In 1997, the Debtor, Larry E. Wagner (“Debtor”) and his then-wife, Deanna Bart-man, purchased real property located at R.R.l Box 149, Breezewood, Bedford County, PA (“Mattie Road Property”). The Debtor financed the purchase of the Mattie Road Property with a loan secured by a mortgage. On August 6, 1998, the Debtor refinanced the original mortgage on the Mattie Road Property with a $61,000 loan from North American Mortgage Company, which loan was assigned to the Defendant, Christiana Bank and Trust Company (“Bank”). The refinance loan was secured by a mortgage (“Mortgage”) on the Mattie Road Property.

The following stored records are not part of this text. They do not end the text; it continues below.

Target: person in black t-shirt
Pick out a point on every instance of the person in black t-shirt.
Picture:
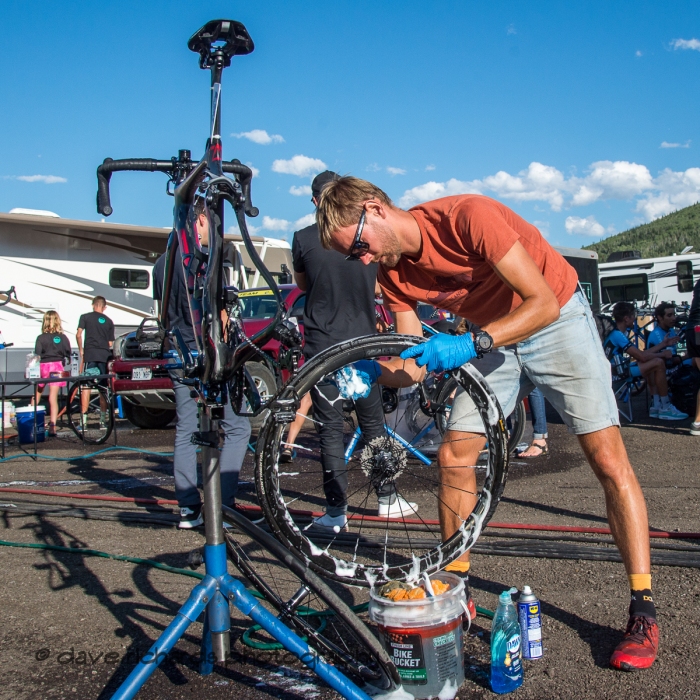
(693, 346)
(236, 428)
(53, 348)
(339, 306)
(95, 350)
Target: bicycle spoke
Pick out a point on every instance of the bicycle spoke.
(373, 548)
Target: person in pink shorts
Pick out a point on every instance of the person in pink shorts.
(53, 348)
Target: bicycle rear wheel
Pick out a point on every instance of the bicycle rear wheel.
(95, 425)
(307, 605)
(374, 548)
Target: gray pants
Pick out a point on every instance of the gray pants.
(236, 436)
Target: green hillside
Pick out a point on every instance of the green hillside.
(665, 236)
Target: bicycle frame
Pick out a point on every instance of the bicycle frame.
(217, 360)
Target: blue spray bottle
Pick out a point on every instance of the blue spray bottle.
(506, 648)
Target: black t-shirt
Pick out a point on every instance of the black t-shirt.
(179, 316)
(99, 331)
(694, 313)
(52, 347)
(339, 293)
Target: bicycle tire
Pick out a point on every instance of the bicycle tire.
(99, 426)
(294, 592)
(393, 563)
(515, 423)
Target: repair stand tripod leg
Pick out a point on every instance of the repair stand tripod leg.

While the property description attached to the Mortgage included a description referring to a specific parcel number and incorporating a metes and bounds legal description from a prior deed, the first page of the Mortgage listed the address of a different property, i.e. “R.R. 1 Box 10A, Clearville, PA 15535,” a property which the Debtor did not own during any relevant time period. And although the correct mortgagee was identified on the face of the Mortgage and indexed accordingly, the exhibit containing the legal description described an entity known as “America’s Wholesale Lender” as the “mortgagee.” At the refinance closing, the Debtor signed the note and accompanying Mortgage in the presence of Paul Rametta (“Rametta”), a notary public and the closing settlement agent. Even though at closing the Debtor informed Rametta that the address on the Mortgage was incorrect, Rametta failed to make any correction to the Mortgage document prior to the time of its recording. While Rametta notarized all of the relevant closing documents, including the Mortgage and deed, he failed to date the acknowledgment portion of the Mortgage.

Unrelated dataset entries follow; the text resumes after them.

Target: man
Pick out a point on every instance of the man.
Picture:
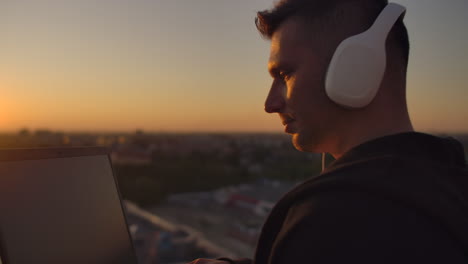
(392, 195)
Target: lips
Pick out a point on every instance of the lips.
(286, 119)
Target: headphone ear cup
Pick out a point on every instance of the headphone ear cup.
(355, 73)
(358, 65)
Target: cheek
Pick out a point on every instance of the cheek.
(304, 94)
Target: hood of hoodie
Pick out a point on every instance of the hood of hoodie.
(419, 171)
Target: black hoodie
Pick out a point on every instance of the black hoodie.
(397, 199)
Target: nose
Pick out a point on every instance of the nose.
(275, 102)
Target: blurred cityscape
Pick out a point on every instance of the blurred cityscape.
(200, 195)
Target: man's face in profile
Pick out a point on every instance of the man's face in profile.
(298, 65)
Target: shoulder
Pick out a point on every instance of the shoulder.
(347, 225)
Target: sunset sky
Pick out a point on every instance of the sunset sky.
(189, 65)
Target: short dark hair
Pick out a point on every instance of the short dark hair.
(268, 21)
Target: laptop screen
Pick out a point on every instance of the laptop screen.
(61, 206)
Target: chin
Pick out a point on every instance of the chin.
(304, 143)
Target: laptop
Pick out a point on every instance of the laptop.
(61, 206)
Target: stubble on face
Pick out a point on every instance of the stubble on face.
(294, 53)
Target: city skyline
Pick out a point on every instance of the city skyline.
(186, 66)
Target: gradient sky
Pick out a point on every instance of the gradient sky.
(189, 65)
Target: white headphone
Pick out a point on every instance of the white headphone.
(357, 68)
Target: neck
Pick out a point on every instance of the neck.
(359, 133)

After the Mortgage was recorded, and apparently upon realizing the absence of a “dated” acknowledgment, the Bedford County Recorder’s Office returned the Mortgage to Rametta for purposes of correction. At that point, LeAnn Houser (“Houser”), also a notary public and co-employee to Rametta, employed by the company providing the settlement services, executed a second acknowledgment to the Mortgage indicating that the Debtor “personally appeared” before her on September 16, 1998. The “corrected” Mortgage, now containing the second acknowledgment with the original acknowledgment *110 stricken, was then re-recorded at the Bed-ford County Recorder’s Office.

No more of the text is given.